Suppose a1, b1, c1, and d1 point to heap memory and code has the following loop.

const int n=100000;  
for(int j=0;j<n;j++){  
    a1[j] += b1[j];
    c1[j] += d1[j];
}

This loop is executed 10,000 times via another outer for loop. To speed it up, I changed the code to:

for(int j=0;j<n;j++){  
    a1[j] += b1[j];
}
for(int j=0;j<n;j++){  
    c1[j] += d1[j];
}

Compiled on MicroSoft Visual C++ 10.0 , the first example takes 5.5 seconds and the double-loop example takes only 1.9 seconds.

Why?

Imagine you are working on a machine where n was just the right value for it only to be possible to hold two of your arrays in memory at one time, but the total memory available, via disk caching, was still sufficient to hold all four.

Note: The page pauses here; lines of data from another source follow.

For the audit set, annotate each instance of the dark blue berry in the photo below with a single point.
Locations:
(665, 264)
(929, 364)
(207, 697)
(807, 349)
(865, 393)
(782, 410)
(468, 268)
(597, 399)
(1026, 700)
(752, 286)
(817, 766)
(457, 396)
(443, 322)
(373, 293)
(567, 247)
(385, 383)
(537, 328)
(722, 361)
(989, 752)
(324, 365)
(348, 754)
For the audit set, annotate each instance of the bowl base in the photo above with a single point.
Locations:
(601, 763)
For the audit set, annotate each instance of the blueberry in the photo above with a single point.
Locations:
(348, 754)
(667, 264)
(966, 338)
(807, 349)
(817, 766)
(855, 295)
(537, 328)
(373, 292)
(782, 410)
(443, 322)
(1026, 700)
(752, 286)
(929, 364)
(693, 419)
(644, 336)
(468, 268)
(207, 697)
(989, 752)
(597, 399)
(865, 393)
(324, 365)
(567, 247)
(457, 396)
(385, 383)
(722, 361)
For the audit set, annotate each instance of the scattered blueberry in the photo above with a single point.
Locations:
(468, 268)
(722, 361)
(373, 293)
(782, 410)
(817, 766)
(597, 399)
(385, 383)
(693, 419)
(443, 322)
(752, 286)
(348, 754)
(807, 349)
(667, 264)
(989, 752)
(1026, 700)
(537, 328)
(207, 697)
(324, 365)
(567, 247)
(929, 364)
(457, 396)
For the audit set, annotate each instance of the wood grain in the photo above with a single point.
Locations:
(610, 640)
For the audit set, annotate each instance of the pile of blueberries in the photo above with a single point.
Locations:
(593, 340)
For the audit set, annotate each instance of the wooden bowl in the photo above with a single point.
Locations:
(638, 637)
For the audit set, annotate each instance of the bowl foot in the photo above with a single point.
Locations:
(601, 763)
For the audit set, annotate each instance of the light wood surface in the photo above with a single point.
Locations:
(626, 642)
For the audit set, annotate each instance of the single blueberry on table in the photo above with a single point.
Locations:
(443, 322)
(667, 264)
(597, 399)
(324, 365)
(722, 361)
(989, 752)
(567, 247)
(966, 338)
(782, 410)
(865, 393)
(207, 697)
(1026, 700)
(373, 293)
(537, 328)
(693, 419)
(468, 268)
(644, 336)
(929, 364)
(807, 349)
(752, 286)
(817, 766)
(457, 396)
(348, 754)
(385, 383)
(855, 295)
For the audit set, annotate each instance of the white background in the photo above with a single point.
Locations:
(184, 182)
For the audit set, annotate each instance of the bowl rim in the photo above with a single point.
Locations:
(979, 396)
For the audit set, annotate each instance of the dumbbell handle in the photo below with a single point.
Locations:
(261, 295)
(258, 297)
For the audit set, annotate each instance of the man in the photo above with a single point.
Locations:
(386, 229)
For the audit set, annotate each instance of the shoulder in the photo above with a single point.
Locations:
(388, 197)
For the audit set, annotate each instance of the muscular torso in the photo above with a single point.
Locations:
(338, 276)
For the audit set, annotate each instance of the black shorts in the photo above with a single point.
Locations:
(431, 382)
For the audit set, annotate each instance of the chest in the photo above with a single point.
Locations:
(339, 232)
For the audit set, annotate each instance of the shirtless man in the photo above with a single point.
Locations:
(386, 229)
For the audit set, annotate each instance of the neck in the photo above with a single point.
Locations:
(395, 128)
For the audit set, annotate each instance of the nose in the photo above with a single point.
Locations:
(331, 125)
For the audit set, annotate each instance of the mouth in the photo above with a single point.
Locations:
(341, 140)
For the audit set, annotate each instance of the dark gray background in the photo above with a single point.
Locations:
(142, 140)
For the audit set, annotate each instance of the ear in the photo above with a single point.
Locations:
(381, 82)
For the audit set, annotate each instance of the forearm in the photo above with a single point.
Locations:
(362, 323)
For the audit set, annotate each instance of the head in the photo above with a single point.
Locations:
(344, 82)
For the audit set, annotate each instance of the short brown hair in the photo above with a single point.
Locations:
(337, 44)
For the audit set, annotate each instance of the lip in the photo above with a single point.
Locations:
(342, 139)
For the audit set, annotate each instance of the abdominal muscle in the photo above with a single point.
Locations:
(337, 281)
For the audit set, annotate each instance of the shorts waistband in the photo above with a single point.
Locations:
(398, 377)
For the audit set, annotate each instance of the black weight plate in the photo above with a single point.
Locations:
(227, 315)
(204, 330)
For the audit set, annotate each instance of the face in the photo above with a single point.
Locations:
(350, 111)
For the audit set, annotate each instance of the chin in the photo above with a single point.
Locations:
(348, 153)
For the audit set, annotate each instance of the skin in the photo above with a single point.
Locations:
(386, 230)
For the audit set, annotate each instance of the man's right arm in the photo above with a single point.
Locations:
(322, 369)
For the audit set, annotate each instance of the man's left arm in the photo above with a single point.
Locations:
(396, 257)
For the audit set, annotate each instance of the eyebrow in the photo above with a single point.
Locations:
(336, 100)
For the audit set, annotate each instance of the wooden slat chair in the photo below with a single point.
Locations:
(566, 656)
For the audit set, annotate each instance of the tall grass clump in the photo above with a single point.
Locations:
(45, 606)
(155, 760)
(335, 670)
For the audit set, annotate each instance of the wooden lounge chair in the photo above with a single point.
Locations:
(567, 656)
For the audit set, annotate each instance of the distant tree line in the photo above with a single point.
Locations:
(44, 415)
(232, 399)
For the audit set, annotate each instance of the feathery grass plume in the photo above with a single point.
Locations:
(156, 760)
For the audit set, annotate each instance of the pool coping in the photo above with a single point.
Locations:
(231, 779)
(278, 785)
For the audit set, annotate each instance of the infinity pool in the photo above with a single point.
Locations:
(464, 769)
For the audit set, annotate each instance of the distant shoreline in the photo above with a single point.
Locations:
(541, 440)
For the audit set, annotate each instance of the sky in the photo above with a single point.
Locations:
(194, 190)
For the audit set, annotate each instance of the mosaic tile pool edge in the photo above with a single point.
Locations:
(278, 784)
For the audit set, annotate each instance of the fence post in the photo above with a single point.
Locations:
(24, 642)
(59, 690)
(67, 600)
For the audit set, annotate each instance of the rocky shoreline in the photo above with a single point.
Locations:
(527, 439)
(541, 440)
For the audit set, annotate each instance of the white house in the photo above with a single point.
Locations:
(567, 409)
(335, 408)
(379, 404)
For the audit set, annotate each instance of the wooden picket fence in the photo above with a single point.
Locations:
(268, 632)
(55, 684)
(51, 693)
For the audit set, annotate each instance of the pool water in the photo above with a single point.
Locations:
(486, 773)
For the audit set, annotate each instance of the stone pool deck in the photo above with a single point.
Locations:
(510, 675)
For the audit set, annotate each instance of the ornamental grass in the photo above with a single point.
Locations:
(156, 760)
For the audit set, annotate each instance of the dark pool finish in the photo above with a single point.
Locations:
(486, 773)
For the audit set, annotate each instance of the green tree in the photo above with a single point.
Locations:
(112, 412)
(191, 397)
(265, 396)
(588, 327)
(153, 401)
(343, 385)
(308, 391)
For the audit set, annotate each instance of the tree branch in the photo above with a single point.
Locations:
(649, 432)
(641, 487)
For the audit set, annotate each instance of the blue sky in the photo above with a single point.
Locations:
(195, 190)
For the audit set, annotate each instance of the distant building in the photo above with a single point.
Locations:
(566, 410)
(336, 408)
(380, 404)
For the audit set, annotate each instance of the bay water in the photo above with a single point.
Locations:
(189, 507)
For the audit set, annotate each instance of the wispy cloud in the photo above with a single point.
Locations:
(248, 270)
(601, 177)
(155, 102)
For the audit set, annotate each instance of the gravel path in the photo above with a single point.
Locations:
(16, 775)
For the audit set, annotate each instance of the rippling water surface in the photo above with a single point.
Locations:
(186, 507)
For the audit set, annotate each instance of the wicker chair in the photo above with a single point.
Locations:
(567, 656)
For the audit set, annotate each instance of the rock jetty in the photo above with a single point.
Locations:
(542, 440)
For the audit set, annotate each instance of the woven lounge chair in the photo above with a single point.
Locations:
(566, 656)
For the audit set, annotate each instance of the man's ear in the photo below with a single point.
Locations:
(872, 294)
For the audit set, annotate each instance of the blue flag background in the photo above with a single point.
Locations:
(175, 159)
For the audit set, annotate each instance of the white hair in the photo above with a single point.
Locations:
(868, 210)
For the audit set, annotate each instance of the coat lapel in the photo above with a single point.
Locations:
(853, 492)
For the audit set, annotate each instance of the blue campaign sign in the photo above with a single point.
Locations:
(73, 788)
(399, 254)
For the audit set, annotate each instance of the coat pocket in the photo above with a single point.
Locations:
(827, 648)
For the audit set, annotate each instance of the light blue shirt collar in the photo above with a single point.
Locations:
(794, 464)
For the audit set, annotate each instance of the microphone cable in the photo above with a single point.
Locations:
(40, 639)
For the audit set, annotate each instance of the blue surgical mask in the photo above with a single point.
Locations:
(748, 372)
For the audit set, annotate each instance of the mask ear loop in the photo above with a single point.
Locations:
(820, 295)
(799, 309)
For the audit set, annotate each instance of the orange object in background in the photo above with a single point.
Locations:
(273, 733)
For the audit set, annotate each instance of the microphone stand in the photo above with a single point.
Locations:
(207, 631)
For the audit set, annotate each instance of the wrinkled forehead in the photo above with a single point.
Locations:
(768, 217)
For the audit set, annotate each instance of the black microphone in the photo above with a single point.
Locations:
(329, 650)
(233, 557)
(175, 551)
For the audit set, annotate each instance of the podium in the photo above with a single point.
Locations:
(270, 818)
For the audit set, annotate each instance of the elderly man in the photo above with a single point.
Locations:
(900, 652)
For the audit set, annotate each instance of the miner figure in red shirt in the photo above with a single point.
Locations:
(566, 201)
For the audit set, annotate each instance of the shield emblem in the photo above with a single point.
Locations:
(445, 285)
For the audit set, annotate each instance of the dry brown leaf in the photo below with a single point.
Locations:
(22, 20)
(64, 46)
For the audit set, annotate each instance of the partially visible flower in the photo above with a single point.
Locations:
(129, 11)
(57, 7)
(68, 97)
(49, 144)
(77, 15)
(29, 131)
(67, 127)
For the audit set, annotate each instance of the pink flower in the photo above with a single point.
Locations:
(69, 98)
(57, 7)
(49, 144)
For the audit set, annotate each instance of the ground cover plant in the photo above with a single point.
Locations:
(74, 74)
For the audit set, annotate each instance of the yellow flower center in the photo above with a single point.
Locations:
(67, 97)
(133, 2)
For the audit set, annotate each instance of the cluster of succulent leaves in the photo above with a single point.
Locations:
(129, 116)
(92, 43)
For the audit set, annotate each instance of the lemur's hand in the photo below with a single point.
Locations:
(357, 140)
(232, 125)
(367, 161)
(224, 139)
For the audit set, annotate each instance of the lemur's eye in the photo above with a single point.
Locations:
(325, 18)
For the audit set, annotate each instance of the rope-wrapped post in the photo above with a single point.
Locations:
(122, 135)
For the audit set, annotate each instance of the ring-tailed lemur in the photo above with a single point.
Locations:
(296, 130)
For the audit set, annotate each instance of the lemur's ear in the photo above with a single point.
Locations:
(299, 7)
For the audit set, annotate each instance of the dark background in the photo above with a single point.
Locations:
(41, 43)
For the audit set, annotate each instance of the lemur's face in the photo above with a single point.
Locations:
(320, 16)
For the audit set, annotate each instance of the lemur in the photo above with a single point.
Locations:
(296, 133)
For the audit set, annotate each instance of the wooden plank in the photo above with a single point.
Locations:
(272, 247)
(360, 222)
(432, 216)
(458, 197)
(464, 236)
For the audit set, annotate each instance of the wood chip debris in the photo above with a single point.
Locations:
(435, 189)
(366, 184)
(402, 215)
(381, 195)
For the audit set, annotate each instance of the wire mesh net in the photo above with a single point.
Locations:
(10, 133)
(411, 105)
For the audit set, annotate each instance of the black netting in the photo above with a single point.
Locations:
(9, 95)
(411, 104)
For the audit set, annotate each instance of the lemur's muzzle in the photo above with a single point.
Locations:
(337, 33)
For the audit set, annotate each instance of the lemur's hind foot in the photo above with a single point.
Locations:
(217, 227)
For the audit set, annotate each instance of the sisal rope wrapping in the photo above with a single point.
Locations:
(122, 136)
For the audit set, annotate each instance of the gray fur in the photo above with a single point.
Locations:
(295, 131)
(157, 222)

Assuming a simple LIFO caching policy, this code:

for(int j=0;j<n;j++){  
    a1[j] += b1[j];
}
for(int j=0;j<n;j++){  
    c1[j] += d1[j];
}

would first cause a1 and b1 to be loaded into RAM and then be worked on entirely in RAM. When the second loop starts, c1 and d1 would then be loaded from disk into RAM and operated on.

the other loop

for(int j=0;j<n;j++){  
    a1[j] += b1[j];
    c1[j] += d1[j];
}

will page out two arrays and page in the other two every time around the loop. This would obviously be much slower.

You are probably not seeing disk caching in your tests but you are probably seeing the side effects of some other form of caching.